NOTE: For your convenience this last step is captured in the anaconda-project run prepare_data
command.
Loading data#
import holoviews as hv
from holoviews import opts, dim
import networkx as nx
import dask.dataframe as dd
from holoviews.operation.datashader import (
datashade, dynspread, directly_connect_edges, bundle_graph, stack
)
from holoviews.element.graphs import layout_nodes
from datashader.layout import random_layout
from colorcet import fire
hv.extension('bokeh')
keywords = dict(bgcolor='black', width=800, height=800, xaxis=None, yaxis=None)
opts.defaults(opts.Graph(**keywords), opts.Nodes(**keywords), opts.RGB(**keywords))
edges_df = dd.read_parquet('./data/maccdc2012_full_edges.parq').compute()
edges_df = edges_df.reset_index(drop=True)

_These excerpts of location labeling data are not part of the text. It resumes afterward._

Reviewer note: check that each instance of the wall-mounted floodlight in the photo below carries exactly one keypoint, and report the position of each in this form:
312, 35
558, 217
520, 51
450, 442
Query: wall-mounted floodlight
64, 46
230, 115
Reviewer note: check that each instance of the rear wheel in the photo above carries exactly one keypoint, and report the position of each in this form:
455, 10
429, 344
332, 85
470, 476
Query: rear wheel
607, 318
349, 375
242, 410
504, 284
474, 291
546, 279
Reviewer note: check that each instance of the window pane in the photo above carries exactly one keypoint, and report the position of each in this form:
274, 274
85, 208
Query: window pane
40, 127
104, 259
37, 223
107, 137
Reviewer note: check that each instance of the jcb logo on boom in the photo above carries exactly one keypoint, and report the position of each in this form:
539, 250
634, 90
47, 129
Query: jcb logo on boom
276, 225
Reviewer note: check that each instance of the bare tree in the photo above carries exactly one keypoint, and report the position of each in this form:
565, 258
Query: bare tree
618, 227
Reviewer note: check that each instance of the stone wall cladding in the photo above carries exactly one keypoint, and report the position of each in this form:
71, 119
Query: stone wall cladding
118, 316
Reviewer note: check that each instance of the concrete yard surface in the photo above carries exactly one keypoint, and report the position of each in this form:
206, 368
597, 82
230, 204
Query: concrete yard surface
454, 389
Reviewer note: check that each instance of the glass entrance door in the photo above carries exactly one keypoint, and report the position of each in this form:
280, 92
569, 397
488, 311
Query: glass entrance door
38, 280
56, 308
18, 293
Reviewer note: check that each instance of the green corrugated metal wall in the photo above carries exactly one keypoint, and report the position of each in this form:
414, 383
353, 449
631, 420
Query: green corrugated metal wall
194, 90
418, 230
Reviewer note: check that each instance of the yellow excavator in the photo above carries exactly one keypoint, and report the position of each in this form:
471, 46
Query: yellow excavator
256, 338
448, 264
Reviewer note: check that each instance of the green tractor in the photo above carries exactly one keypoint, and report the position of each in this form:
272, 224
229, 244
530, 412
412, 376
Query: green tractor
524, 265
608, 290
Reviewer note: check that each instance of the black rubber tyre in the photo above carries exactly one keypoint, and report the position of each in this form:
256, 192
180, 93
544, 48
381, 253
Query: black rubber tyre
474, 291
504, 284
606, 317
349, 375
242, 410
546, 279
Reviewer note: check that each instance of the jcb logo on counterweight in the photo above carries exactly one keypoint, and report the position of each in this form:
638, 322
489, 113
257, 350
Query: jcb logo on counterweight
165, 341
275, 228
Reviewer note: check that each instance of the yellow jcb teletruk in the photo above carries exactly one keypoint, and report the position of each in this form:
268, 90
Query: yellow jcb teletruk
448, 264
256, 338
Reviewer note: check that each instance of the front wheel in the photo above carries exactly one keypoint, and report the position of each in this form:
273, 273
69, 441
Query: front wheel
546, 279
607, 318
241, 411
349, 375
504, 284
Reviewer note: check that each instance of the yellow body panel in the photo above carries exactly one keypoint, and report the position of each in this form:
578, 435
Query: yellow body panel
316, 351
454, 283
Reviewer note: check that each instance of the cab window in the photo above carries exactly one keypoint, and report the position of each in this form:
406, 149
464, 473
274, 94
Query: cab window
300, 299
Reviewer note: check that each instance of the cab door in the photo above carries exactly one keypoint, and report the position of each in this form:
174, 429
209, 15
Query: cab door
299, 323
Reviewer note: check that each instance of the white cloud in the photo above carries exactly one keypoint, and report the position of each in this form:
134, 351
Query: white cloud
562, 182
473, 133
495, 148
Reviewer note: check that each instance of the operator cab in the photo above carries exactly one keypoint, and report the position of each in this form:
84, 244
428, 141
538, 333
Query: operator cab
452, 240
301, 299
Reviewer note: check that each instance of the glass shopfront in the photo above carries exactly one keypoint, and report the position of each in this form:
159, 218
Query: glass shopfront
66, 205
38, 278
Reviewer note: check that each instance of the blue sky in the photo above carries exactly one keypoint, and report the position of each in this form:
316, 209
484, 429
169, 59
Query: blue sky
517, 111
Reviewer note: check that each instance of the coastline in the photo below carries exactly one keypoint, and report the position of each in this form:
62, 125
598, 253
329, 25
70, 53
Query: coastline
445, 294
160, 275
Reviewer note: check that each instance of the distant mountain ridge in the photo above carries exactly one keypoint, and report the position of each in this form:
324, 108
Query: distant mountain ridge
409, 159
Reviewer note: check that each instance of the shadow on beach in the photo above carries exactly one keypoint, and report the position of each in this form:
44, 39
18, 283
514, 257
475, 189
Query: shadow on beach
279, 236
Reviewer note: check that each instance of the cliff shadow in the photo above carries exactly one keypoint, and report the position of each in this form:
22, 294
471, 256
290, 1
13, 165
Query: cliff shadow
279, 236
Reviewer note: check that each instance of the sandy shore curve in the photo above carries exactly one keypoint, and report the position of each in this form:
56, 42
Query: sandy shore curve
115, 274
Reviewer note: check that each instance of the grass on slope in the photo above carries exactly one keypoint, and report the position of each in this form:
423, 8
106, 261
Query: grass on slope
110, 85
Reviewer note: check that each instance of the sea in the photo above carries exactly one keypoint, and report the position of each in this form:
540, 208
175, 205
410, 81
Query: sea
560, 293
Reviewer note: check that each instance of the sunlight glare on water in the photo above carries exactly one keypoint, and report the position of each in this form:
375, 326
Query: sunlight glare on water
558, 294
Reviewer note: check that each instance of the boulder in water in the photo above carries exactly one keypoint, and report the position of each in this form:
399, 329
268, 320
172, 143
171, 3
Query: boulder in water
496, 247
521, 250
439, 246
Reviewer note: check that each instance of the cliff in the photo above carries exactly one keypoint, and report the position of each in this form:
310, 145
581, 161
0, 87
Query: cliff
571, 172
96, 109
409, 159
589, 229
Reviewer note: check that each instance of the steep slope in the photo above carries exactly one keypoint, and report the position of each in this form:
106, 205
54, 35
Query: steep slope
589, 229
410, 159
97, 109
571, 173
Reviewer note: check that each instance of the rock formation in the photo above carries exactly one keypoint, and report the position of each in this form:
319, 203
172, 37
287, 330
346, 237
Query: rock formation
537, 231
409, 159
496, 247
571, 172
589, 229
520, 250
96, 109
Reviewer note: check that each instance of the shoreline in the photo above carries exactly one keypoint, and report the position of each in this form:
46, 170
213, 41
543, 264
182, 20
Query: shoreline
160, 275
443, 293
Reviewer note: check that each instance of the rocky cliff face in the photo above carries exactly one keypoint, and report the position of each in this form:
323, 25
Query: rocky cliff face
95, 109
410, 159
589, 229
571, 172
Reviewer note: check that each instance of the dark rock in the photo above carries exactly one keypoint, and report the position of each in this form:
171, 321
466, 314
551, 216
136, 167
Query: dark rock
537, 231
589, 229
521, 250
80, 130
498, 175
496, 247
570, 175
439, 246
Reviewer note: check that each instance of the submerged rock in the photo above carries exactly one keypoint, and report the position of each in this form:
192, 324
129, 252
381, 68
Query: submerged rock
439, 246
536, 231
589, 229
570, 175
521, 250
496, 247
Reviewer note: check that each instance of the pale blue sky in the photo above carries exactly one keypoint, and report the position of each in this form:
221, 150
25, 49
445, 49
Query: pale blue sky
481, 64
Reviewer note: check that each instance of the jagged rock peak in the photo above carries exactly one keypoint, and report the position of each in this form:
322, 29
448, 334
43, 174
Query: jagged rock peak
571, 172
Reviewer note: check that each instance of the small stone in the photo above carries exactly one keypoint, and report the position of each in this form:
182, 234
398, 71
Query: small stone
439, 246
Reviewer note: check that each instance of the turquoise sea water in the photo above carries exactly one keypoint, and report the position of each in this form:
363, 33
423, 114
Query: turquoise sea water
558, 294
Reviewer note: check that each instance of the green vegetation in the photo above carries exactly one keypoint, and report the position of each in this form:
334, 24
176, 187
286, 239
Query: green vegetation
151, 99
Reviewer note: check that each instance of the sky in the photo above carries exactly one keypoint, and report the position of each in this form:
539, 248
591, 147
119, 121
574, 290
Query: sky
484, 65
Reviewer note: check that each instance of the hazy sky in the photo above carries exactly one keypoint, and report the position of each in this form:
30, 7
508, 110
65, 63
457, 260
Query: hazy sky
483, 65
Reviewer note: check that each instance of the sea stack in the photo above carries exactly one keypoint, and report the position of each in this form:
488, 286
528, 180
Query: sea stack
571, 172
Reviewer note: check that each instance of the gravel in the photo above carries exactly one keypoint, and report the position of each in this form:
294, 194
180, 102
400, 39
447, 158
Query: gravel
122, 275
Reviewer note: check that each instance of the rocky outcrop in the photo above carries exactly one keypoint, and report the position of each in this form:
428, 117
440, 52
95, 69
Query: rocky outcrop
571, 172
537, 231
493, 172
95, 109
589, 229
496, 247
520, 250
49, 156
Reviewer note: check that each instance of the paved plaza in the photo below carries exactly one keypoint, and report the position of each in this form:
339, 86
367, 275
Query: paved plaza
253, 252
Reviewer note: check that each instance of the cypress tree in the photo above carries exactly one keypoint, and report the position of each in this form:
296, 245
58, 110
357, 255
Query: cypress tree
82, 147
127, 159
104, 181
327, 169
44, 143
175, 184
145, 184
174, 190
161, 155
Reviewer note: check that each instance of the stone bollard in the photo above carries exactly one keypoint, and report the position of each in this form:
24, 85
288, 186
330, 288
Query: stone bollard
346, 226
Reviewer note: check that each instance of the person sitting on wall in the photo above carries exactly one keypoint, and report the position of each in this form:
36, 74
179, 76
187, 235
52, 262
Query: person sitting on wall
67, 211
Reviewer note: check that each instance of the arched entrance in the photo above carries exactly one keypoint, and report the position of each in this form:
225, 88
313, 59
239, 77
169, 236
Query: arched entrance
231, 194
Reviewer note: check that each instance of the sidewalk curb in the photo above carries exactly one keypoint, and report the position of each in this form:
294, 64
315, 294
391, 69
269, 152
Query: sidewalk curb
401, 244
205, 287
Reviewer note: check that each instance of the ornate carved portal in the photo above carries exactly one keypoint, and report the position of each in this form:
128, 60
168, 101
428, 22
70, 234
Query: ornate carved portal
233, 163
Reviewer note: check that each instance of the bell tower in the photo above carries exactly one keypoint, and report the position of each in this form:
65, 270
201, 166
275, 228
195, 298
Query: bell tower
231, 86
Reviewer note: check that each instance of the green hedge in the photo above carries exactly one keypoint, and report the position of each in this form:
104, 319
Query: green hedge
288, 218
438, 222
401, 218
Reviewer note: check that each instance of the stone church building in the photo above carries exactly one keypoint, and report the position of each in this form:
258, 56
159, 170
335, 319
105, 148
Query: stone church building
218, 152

graph = hv.Graph(edges_df)
len(edges_df)
21759
Edge bundling & layouts#
Datashader and HoloViews provide support for a number of different graph layouts including circular, force atlas and random layouts. Since large graphs with thousands of edges can become quite messy when plotted datashader also provides functionality to bundle the edges.
Circular layout#
By default the HoloViews Graph object lays out nodes using a circular layout. Once we have declared the Graph
object we can simply apply the bundle_graph
operation. We also overlay the datashaded graph with the nodes, letting us identify each node by hovering.

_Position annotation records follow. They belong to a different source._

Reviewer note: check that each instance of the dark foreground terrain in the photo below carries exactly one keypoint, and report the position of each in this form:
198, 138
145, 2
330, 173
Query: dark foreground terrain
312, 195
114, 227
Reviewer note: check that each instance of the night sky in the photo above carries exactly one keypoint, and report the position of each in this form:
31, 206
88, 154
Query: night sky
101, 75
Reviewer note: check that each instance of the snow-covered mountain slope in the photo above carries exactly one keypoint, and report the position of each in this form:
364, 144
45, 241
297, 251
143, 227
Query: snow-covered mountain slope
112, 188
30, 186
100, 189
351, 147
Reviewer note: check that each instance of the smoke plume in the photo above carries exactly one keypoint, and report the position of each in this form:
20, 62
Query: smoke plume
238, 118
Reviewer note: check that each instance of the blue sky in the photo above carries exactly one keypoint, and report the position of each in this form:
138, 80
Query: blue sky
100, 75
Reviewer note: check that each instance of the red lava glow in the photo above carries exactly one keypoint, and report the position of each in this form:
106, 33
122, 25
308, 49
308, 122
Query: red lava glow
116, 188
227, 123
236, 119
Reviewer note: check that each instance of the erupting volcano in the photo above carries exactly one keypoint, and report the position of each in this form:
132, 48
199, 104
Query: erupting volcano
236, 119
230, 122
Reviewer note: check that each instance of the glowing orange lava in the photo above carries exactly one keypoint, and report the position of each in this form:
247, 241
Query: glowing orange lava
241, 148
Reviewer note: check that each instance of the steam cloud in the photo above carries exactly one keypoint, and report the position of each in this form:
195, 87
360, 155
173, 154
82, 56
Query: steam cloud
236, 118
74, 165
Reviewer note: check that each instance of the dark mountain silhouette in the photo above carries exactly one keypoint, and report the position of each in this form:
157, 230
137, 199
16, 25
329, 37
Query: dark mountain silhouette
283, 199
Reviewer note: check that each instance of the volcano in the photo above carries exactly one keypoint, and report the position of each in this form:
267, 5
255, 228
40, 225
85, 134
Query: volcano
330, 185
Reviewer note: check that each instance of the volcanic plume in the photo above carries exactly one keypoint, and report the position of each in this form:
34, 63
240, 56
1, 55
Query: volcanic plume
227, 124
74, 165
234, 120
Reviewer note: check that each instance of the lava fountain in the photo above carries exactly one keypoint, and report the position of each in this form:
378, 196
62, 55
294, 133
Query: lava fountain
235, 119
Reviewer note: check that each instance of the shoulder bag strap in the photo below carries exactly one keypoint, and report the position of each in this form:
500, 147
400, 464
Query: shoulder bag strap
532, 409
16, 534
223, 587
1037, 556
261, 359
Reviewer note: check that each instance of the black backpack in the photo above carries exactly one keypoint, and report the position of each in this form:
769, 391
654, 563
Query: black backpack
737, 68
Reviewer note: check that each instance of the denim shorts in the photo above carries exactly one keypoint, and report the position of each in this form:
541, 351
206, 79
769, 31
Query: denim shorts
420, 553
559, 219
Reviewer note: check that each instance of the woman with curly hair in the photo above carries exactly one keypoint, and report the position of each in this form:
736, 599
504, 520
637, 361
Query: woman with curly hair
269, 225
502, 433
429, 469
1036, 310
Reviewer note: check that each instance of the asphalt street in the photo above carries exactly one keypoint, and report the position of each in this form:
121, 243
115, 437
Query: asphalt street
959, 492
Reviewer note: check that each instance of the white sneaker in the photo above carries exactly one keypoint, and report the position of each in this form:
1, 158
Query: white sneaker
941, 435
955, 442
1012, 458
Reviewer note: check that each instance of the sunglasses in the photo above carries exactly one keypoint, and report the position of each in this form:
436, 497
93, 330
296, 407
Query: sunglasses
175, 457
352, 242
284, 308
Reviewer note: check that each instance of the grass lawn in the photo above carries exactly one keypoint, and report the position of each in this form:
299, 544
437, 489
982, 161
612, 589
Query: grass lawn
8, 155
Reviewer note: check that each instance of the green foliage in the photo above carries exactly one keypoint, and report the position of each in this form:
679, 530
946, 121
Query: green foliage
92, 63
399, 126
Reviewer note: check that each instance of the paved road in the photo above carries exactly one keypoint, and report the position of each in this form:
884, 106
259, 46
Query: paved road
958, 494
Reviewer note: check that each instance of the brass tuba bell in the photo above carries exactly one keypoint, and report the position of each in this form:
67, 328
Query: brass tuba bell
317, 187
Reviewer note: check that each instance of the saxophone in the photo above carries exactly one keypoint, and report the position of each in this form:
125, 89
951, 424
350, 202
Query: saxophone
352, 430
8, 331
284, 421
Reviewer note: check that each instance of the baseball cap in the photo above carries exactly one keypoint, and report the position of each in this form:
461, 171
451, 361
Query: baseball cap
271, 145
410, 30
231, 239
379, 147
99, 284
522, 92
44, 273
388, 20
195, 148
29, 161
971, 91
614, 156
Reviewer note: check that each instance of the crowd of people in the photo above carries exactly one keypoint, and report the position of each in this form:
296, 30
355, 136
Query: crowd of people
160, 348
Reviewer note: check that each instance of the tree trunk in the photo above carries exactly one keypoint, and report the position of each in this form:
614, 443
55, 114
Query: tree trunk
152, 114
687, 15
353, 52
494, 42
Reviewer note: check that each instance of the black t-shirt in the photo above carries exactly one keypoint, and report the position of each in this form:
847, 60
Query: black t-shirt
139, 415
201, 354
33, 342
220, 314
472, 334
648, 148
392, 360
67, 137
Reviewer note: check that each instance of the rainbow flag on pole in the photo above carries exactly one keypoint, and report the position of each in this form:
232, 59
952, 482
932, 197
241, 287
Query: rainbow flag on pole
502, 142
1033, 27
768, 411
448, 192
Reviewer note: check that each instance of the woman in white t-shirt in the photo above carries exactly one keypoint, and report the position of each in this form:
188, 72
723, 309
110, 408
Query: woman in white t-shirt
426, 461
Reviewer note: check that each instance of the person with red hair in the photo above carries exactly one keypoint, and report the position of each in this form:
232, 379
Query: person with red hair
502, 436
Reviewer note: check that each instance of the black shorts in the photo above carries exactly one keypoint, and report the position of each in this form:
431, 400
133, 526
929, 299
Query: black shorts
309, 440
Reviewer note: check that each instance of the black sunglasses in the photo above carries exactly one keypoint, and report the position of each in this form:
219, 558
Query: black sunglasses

opts.defaults(opts.Nodes(size=5, padding=0.1))
circular = bundle_graph(graph)
datashade(circular, width=800, height=800) * circular.nodes
Force Atlas 2 layout#
For other graph layouts you can use the layout_nodes
operation supplying the datashader or NetworkX layout function. Here we will use the nx.spring_layout
function based on the Fruchterman-Reingold algorithm. Instead of bundling the edges we may also use the directly_connect_edges function:
forceatlas = directly_connect_edges(layout_nodes(graph, layout=nx.spring_layout))
datashade(forceatlas, width=800, height=800) * forceatlas.nodes
Random layout#
Datashader also provides a number of layout functions in case you don’t want to depend on NetworkX:
random = bundle_graph(layout_nodes(graph, layout=random_layout))
datashade(random, width=800, height=800) * random.nodes
Showing nodes with active traffic#
To select just nodes with active traffic we will split the dataframe of bundled paths and then apply select
on the new Graph to select just those edges with a weight of more than 10,000. By overlaying the sub-graph of high traffic edges we can take advantage of the interactive hover and tap features that bokeh provides while still revealing the full datashaded graph in the background.
overlay = datashade(circular, width=800, height=800) * circular.select(weight=(10000, None))
overlay.opts(
opts.Graph(edge_line_color='white', edge_hover_line_color='blue', padding=0.1))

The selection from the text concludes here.